In deep wells, reliability of the sand face completion is very important, due to the prohibitively high cost of intervention. Further, many such wells are completed open hole. Therefore, gravel packing of open-hole horizontal wells is increasingly becoming a standard practice in the deep-water, sub-sea completion environment. The gravel packing process involves pumping into the well a carrier fluid that contains the necessary amount of gravel. Consequently, gravel is deposited adjacent an open hole, for instance at one end of the wellbore, where it serves to prevent sand from flowing into the wellbore.
Proper selection of the carrier fluid is essential. Ideally, the carrier fluid shall not cause any permeability reduction of the formation. When viscous fluids are used, carrier fluid must also have sufficient viscosity to suspend and carry the gravel during placement. Carrier fluids are either considered “water-based” or “oil-based” depending on the constituency of their external continuous phase; the term “oil based” fluids may thus be used to designate fluids having a continuous phase based on synthetic or non-synthetic oil and eventually, an aqueous phase dispersed in the oil phase, said aqueous phase being more properly designed as a brine.
Aqueous-base fluids can be tailored to be compatible with most formations simply by including salts such as potassium chloride or ammonium chloride. Consequently, to date, the convention in gravel-packing such horizontal wells has been water packing or shunt-packing with water-based viscous fluids. A carrier fluid is thus typically a brine comprising a gelling agent such as hydroxyethylcellulose (HEC), xanthan or a viscoelastic surfactant; breakers to minimize the pressure required to move the fluid back to the wellbore.
However, aqueous gravel pack fluids are poorly compatible with oil-based drilling fluids. To ensure compatibility and improve wellbore cleanup, a common practice is to use a water-based reservoir drilling fluid for the section of the well to be gravel-packed. However, the use of a water-based drilling fluid is not always suitable or the best recommended practice. Indeed, oil-base drilling fluids provide shale inhibition, lubrication, gauge hole, and higher rates of penetration lubricity and deeper bit penetration and therefore, may often be preferred over water-base fluids.
Solids-free brine-in-oil emulsions for well completion are known from SPE Paper 17161. These emulsions consist of an aqueous brine phase dispersed as fine droplets in a base oil, where the droplets are stabilized through a surfactant/emulsifier that forms films around the water droplets produced when water is added with shears to the oil phase containing the emulsifier. The emulsion viscosity is linked to the number and volume of droplets present and also the emulsifier concentration. In this paper, the used emulsifier is a polymerized nonionic surfactant with lipophilic and hydrophilic groups attached to a straight backbone. Its molecular weight is between 6,000 and 10,000.

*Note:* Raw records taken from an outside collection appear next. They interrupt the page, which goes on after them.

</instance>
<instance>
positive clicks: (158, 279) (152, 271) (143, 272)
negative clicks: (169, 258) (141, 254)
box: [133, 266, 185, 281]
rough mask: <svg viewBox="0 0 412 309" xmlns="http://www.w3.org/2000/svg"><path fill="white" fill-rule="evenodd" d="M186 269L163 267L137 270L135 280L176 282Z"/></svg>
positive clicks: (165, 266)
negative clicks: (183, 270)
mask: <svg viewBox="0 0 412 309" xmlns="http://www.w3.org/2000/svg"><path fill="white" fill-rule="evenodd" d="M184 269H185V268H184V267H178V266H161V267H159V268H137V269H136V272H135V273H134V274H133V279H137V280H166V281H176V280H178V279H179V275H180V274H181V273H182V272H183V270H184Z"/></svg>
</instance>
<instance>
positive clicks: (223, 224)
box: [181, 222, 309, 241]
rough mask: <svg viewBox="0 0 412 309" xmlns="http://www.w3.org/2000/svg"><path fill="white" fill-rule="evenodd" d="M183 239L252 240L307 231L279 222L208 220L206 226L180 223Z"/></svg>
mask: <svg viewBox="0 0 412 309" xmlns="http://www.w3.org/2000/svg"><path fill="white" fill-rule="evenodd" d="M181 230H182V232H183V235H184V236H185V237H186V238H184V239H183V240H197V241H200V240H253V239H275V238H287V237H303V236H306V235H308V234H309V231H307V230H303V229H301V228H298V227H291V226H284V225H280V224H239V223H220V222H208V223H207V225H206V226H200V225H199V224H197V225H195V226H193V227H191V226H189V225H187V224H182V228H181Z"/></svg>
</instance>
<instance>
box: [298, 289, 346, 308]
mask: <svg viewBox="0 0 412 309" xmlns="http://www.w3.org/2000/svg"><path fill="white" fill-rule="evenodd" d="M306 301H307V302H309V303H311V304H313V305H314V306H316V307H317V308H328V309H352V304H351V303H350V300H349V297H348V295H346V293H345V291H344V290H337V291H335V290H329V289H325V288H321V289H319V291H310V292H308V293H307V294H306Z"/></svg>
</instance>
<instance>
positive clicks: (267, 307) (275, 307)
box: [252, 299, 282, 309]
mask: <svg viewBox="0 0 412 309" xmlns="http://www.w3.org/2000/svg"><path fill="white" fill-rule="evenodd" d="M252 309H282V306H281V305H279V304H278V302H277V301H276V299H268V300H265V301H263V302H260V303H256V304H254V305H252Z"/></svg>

An oil-based emulsion gravel-pack carrier fluid was also reported in SPE Paper 64978 that further discusses the possibility of adding a chelating agent solution to the internal phase that is for instance released by breaking the emulsion. This paper further depicts the effect of mixing energy on emulsion viscosity and the sand carrying properties of this oil-based emulsion fluid. However this paper is silent as to the choice of the emulsifier and the authors of the present invention have found that proper selection of said emulsifier was indeed critical for providing an effective oil-based emulsion gravel-pack carrier fluid. It is well known that commercial emulsifiers such as fatty ac id esters are often blends of the mono, di, tri etc. esters, and also may be prepared under uncontrolled or different reaction conditions with differing temperatures, reactants, catalysts, etc. Thus, there is a need for a way to predict or determine whether or not a particular emulsifier will be effective in an oil-based emulsion gravel-pack carrier fluid.